In this Update:
Senate Republicans Continue Statewide Hearings on Rising Crime
Local police chiefs, prosecutors, addiction recovery experts and others met with the Senate Majority Policy Committee in Lancaster this week as part of Senate Republican public hearings on rising crime in Pennsylvania.
Pennsylvania has the highest violent crime rate of any state in the Northeast, according to FBI data. Between 2019 and 2020, no other state reported a greater year-over-year increase in violence. Driven by spikes in aggravated assault and homicide, Pennsylvania’s violent crime rate climbed 27.1% from 2019 to 2020.
Chief David Steffen of the Northern Lancaster County Regional Police Department told the committee that the national media’s consistent coverage of emotional, high-profile and statistically rare cases of officer-involved shootings portrayed as the norm has created a foundation of mistrust in law enforcement.
Columbia Borough Police Chief Jack Brommer said recruiting new officers to the force has become increasingly difficult, particularly as anti-police rhetoric rises.
According to Lancaster County District Attorney Heather Adams, Lancaster County is a hotspot for human trafficking, an insidious crime that contributes to other types of community lawlessness.
A top priority for Senate Republicans is to ensure Pennsylvanians feel safe in the towns, cities and communities they call home. These hearings will help legislators better understand the trends in crime from law enforcement and key stakeholders, and better align the Commonwealth’s economic goals with community objectives throughout the state.
The next hearing on crime and public safety will be announced in the near future.
Less Than a Year to Go Before Federal Enforcement of REAL ID Begins
The one-year countdown has begun for the federal enforcement of REAL ID for commercial domestic air travel and other federal purposes.
The Pennsylvania Department of Transportation advises Pennsylvania residents who want REAL ID-compliant driver’s licenses and photo ID cards and have not yet gotten one to gather the needed documents now to ensure they have plenty of time to get their REAL ID before the federal enforcement date.
REAL ID is a federal law that affects how states issue driver’s licenses and ID cards if they are going to be acceptable for federal purposes, such as boarding a domestic flight or entering a federal building that requires federally acceptable ID for entry. A federally acceptable form of identification (whether it’s a Pennsylvania REAL ID driver’s license or ID card, a valid U.S. Passport/Passport Card, a military ID, etc.) must be used for these purposes on and after May 3, 2023.
There is no requirement that any resident obtain a REAL ID; PennDOT continues to offer standard-issue driver’s licenses and photo IDs. More information, including frequently asked questions and information on documents required for REAL ID, can be found on the state REAL ID website.
Low-Income Home Energy Assistance Program (LIHEAP) Extended to May 20
The Low-Income Home Energy Assistance Program (LIHEAP) has been extended to May 20, allowing additional households to apply for help.
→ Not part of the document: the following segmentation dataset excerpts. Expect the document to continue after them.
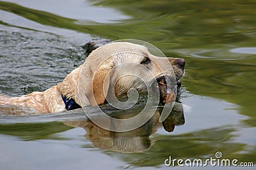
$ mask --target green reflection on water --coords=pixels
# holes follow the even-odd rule
[[[255,1],[91,1],[95,6],[118,9],[132,18],[117,24],[88,23],[3,1],[0,9],[43,25],[113,40],[136,38],[149,41],[166,56],[185,59],[186,73],[182,83],[188,91],[238,104],[239,113],[250,116],[246,125],[256,126],[256,53],[230,52],[236,48],[255,46]],[[54,126],[57,130],[51,129],[51,133],[67,130],[56,124]],[[22,138],[24,135],[26,139],[40,136],[26,136],[25,132],[12,131],[12,128],[6,131],[7,125],[1,128],[4,129],[1,133]],[[232,142],[231,133],[235,131],[233,127],[220,128],[179,136],[155,135],[154,145],[145,153],[106,153],[120,157],[131,166],[163,165],[170,155],[175,159],[209,157],[217,151],[223,152],[225,159],[255,162],[255,146],[248,150],[246,145]],[[44,138],[47,136],[43,134]],[[244,150],[247,152],[239,153]]]

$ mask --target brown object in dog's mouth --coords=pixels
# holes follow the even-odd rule
[[[171,104],[175,101],[175,95],[167,88],[167,83],[164,76],[157,80],[160,92],[160,101],[163,104]]]

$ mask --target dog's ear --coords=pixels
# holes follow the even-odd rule
[[[110,83],[110,74],[113,62],[109,58],[97,69],[92,81],[93,96],[89,100],[92,106],[97,106],[104,103]]]

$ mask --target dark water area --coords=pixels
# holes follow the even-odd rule
[[[164,160],[217,152],[256,164],[255,9],[255,1],[0,1],[1,94],[61,81],[93,38],[141,39],[186,60],[172,132],[157,114],[134,131],[113,132],[81,110],[13,116],[0,108],[0,169],[179,169]]]

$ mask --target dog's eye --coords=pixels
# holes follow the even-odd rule
[[[141,64],[148,64],[150,62],[150,59],[148,57],[145,57],[143,60],[140,62]]]

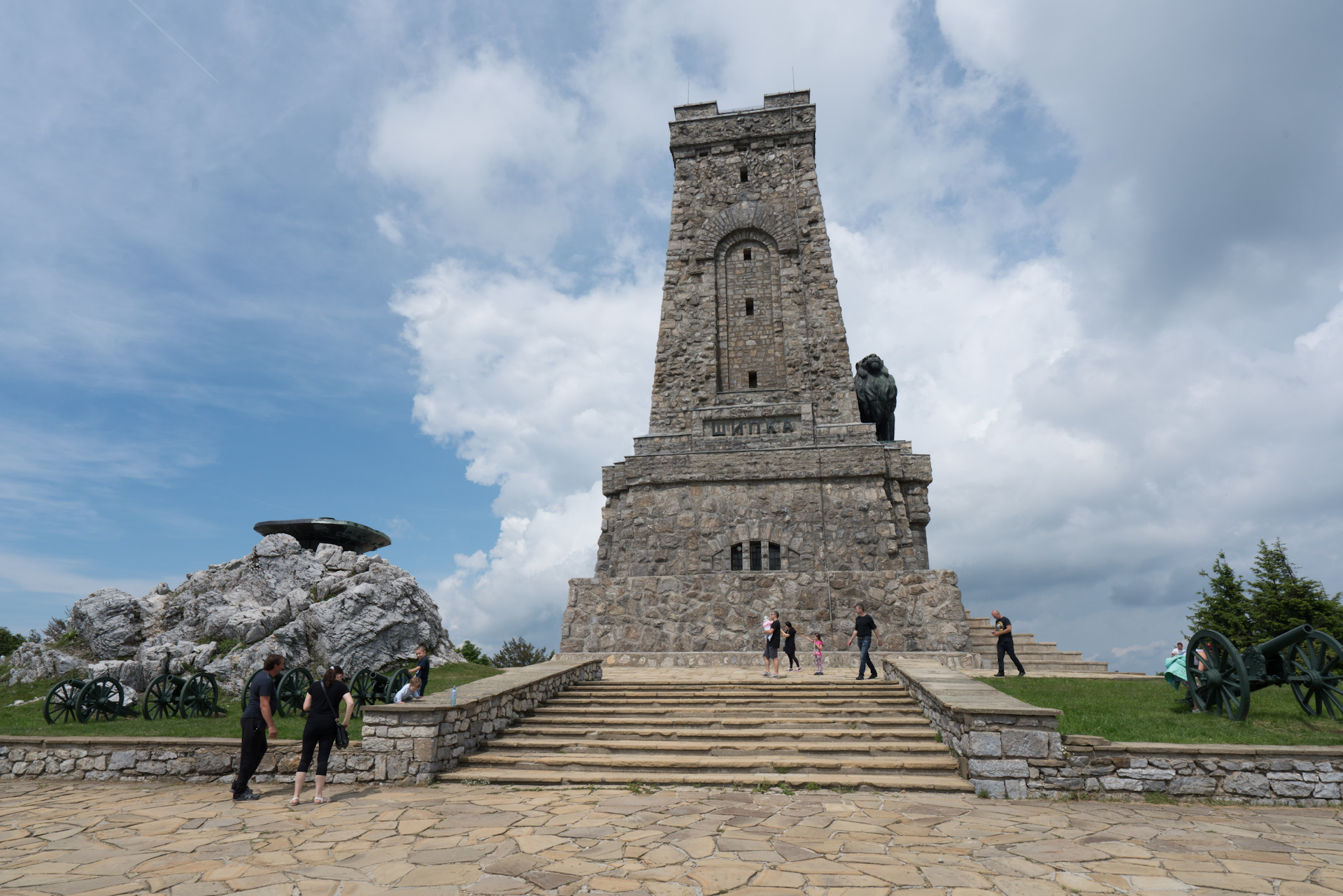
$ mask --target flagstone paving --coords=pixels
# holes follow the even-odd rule
[[[0,785],[0,895],[1343,893],[1335,809],[702,789]],[[309,798],[312,791],[309,790]]]

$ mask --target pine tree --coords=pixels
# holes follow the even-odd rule
[[[1201,599],[1190,607],[1193,614],[1189,617],[1189,623],[1194,631],[1199,629],[1221,631],[1240,649],[1256,643],[1252,604],[1245,596],[1245,582],[1226,562],[1226,552],[1217,552],[1211,575],[1206,570],[1199,570],[1198,574],[1207,579],[1207,587],[1198,592]]]
[[[1269,547],[1260,541],[1254,580],[1249,583],[1254,642],[1268,641],[1299,625],[1309,625],[1335,638],[1343,635],[1340,595],[1330,596],[1315,579],[1296,575],[1281,540]]]

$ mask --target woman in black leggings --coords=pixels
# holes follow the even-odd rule
[[[304,776],[308,775],[308,766],[313,762],[313,747],[317,747],[317,795],[313,802],[317,805],[330,802],[322,797],[322,786],[326,783],[326,759],[332,755],[332,744],[336,743],[336,707],[345,701],[345,721],[355,715],[355,699],[349,696],[345,686],[345,672],[340,666],[332,666],[320,681],[314,681],[304,697],[304,712],[308,713],[308,724],[304,725],[304,756],[298,760],[298,771],[294,774],[294,798],[290,806],[298,805],[298,794],[304,790]]]

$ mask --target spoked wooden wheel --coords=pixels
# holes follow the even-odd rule
[[[125,692],[111,676],[99,676],[79,689],[75,717],[79,721],[111,721],[121,715]]]
[[[42,704],[42,717],[48,725],[59,725],[79,719],[79,689],[85,681],[79,678],[66,678],[58,681],[47,692],[47,699]]]
[[[349,695],[355,699],[355,715],[363,716],[364,707],[377,703],[377,682],[372,669],[360,669],[349,681]]]
[[[396,692],[406,686],[406,682],[411,680],[411,673],[404,669],[398,669],[392,680],[387,682],[387,699],[383,703],[391,703],[396,697]]]
[[[197,672],[181,685],[177,712],[183,719],[214,716],[219,705],[219,684],[208,672]]]
[[[1250,680],[1241,652],[1221,631],[1203,629],[1185,650],[1185,672],[1194,707],[1244,721],[1250,712]]]
[[[304,712],[304,697],[313,686],[313,674],[297,666],[279,677],[275,688],[275,701],[279,704],[279,715],[293,716]]]
[[[177,715],[177,684],[181,678],[171,674],[161,674],[145,688],[145,696],[140,700],[140,713],[149,720]]]
[[[1312,716],[1343,719],[1343,645],[1312,631],[1287,652],[1287,680],[1301,709]]]

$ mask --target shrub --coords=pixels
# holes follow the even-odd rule
[[[509,638],[500,647],[500,652],[494,654],[490,662],[500,669],[510,669],[514,666],[530,666],[537,662],[545,662],[555,654],[547,652],[545,647],[537,647],[522,638]]]
[[[479,666],[490,665],[490,658],[486,657],[483,653],[481,653],[481,649],[477,647],[470,641],[463,641],[462,646],[458,647],[457,652],[462,654],[462,658],[466,660],[467,662],[474,662],[475,665]]]
[[[27,638],[24,638],[21,634],[15,634],[8,629],[5,629],[4,626],[0,626],[0,653],[3,653],[4,656],[8,657],[11,653],[19,649],[20,643],[24,643],[26,641]]]

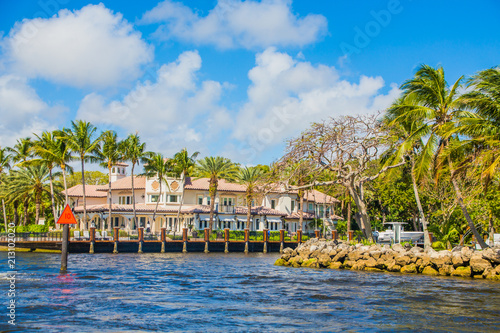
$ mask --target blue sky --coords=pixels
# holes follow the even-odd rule
[[[149,150],[278,159],[420,64],[499,65],[498,1],[0,2],[0,146],[84,119]]]

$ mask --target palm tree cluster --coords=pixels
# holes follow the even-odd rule
[[[192,176],[210,178],[212,218],[217,183],[220,179],[239,180],[242,184],[248,184],[247,199],[251,203],[256,191],[256,183],[261,175],[257,167],[246,167],[240,170],[237,164],[222,157],[206,157],[197,163],[196,158],[199,153],[189,154],[185,148],[176,153],[173,158],[166,158],[160,153],[147,151],[146,143],[141,142],[137,133],[119,140],[114,131],[108,130],[99,134],[94,125],[82,120],[73,121],[69,128],[43,132],[41,135],[35,134],[34,136],[35,140],[19,139],[12,148],[0,147],[0,197],[5,228],[7,228],[7,222],[20,225],[20,213],[23,225],[37,224],[42,215],[49,221],[49,224],[53,224],[58,219],[56,207],[69,203],[67,175],[73,173],[73,168],[70,166],[72,161],[79,161],[81,164],[83,221],[87,221],[85,164],[99,163],[108,170],[108,229],[111,228],[112,212],[111,170],[117,163],[130,162],[131,164],[131,203],[136,223],[134,173],[136,166],[141,163],[144,165],[144,172],[140,175],[158,179],[160,193],[162,193],[163,184],[165,183],[166,186],[169,184],[166,181],[167,177],[177,177],[182,182]],[[57,180],[58,177],[62,178],[62,182]],[[184,200],[184,186],[182,189],[177,221]],[[156,218],[158,203],[159,200],[154,209],[153,221]],[[34,219],[32,214],[30,215],[33,210]]]

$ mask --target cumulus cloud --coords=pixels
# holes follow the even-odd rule
[[[142,23],[161,23],[156,35],[222,49],[268,46],[303,46],[327,32],[322,15],[299,17],[290,0],[219,0],[208,15],[200,16],[189,7],[165,0],[146,12]]]
[[[199,82],[198,52],[187,51],[161,66],[153,80],[138,83],[123,99],[107,101],[92,93],[81,102],[77,118],[95,124],[118,126],[129,133],[138,131],[148,149],[174,153],[182,147],[200,150],[206,139],[230,123],[219,105],[223,85]],[[224,119],[218,121],[217,119]]]
[[[381,77],[361,76],[358,82],[348,82],[334,67],[298,61],[274,48],[256,56],[248,76],[252,82],[248,101],[239,110],[232,133],[241,142],[240,159],[255,158],[311,122],[383,110],[400,93],[392,86],[381,94]]]
[[[136,79],[153,58],[141,34],[103,4],[51,18],[24,19],[2,41],[14,70],[29,77],[83,87]]]
[[[19,138],[55,129],[55,122],[49,119],[61,111],[42,101],[26,78],[0,76],[0,146],[12,146]]]

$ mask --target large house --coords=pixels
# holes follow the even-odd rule
[[[109,184],[85,185],[87,201],[87,222],[83,218],[83,186],[68,189],[70,205],[79,220],[82,230],[94,224],[98,229],[120,227],[130,233],[138,227],[150,227],[151,232],[159,233],[160,228],[180,232],[182,228],[204,229],[209,224],[210,196],[209,179],[167,178],[163,180],[160,193],[158,178],[134,176],[135,209],[137,223],[133,218],[132,177],[127,176],[127,164],[119,163],[111,169],[111,207],[112,225],[107,223],[109,214]],[[244,185],[219,180],[215,198],[214,229],[229,228],[244,230],[247,225],[247,205]],[[317,190],[307,191],[304,198],[302,229],[312,231],[311,222],[315,218],[333,225],[341,219],[334,214],[335,204],[339,201]],[[255,205],[258,203],[259,205]],[[158,209],[153,219],[155,207]],[[300,229],[300,207],[297,191],[275,187],[259,194],[252,202],[250,230],[286,229],[296,232]],[[177,221],[179,216],[179,221]]]

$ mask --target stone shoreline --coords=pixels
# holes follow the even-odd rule
[[[352,269],[459,276],[500,281],[500,248],[476,251],[457,246],[451,251],[424,251],[419,247],[349,245],[343,241],[312,238],[295,250],[286,248],[277,266]]]

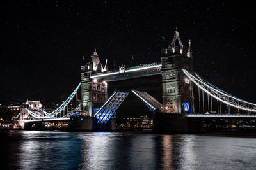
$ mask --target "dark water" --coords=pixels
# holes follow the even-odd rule
[[[256,138],[0,132],[1,169],[256,169]]]

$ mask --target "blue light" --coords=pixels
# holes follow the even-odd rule
[[[189,103],[184,102],[182,103],[182,106],[184,107],[184,110],[187,113],[189,110]]]

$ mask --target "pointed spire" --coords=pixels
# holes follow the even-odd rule
[[[104,67],[104,71],[108,71],[108,59],[106,59],[106,64],[105,64],[105,67]]]
[[[176,41],[177,41],[177,39],[178,39],[179,45],[176,44]],[[179,45],[182,46],[182,47],[183,46],[182,43],[181,42],[181,40],[180,40],[180,35],[179,34],[178,28],[177,27],[176,27],[175,34],[174,34],[174,37],[173,37],[173,39],[172,39],[171,45],[172,45],[172,47],[174,47],[175,46],[179,46]]]
[[[93,55],[98,55],[98,53],[96,52],[96,48],[94,50]]]
[[[191,41],[190,41],[190,39],[189,39],[189,41],[188,43],[189,45],[188,46],[187,57],[190,58],[190,57],[192,57]]]

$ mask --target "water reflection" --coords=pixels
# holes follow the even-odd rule
[[[172,169],[172,139],[173,136],[163,136],[163,167],[164,169]]]
[[[255,169],[256,138],[0,132],[1,169]]]

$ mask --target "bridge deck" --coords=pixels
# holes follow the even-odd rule
[[[35,120],[25,120],[25,123],[32,123],[36,122],[51,122],[51,121],[69,121],[70,118],[42,118]]]
[[[158,63],[144,64],[140,66],[126,68],[124,73],[120,73],[118,70],[115,70],[95,73],[91,76],[91,78],[114,81],[141,76],[158,75],[161,74],[161,67],[162,65]]]
[[[256,115],[249,114],[188,114],[188,117],[244,117],[255,118]]]

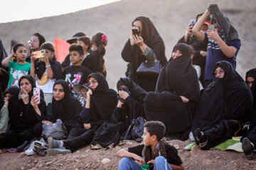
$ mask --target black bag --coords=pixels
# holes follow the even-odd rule
[[[53,137],[53,140],[65,140],[68,137],[68,130],[60,119],[57,119],[53,125],[43,125],[42,137],[44,139]]]
[[[160,73],[160,62],[154,55],[154,60],[153,61],[145,60],[142,62],[137,70],[139,76],[156,76]]]
[[[138,117],[137,119],[133,119],[131,122],[132,124],[129,126],[127,132],[125,132],[124,137],[121,137],[121,139],[134,140],[138,142],[142,142],[142,136],[144,132],[144,124],[145,122],[145,119],[143,117]]]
LIHEAP is a federally funded program administered by the state that provides assistance for home heating bills. Assistance is available for renters and homeowners.
May is Mental Health Awareness Month
While we focus on our physical wellbeing, the food we eat, exercise, and getting regular check-ups for vision and dental care, a growing body of evidence has demonstrated the need to take care of our mental health.
If you or someone you know needs assistance in this crucial area, the state has an online mental health resources page that can be a good starting point. Topics include finding help and treatment, preventing suicide and more.
Happy Mother’s Day
To mothers, grandmothers and everyone who serves in that role, I wish you a happy Mother’s Day in which all the love you give is returned to you in full.
Out and About in the 30th
Thursday we celebrated the National Day of Prayer in Blair County. I joined with local pastors, elected officials, and members of the community to honor the 71st Annual National Day of Prayer at Legion Park in Hollidaysburg. What an uplifting time it was to pray for our nation and to reflect on all that we have to be grateful for in our daily lives.
I was invited to give a legislative update to the Blair County Chamber’s Committee of Non-Profit Businesses with my colleagues, Representative Lou Schmitt and Representative Jim Gregory.
Recently, the Senate held “Bring Your Child to Work Day.” It was a great time for our staff’s children to get to visit the Capitol. To add to the excitement of the day, several colleges from across the state set up science exhibits for the children, including Juniata College in Huntingdon County.
I am so grateful for our local fire departments who dedicate their time to saving lives. Geeseytown Community Fire Company held their annual banquet and I was proud to spend time with all the members. Pictured is Fire Chief, Denny Estep and Denny’s father, Rick Estep, who is stepping down from his role as Fire Police Captain.
I joined my friend, Nasir, from Begin With Us Preschool in Blair County for “Muffins With Mom.”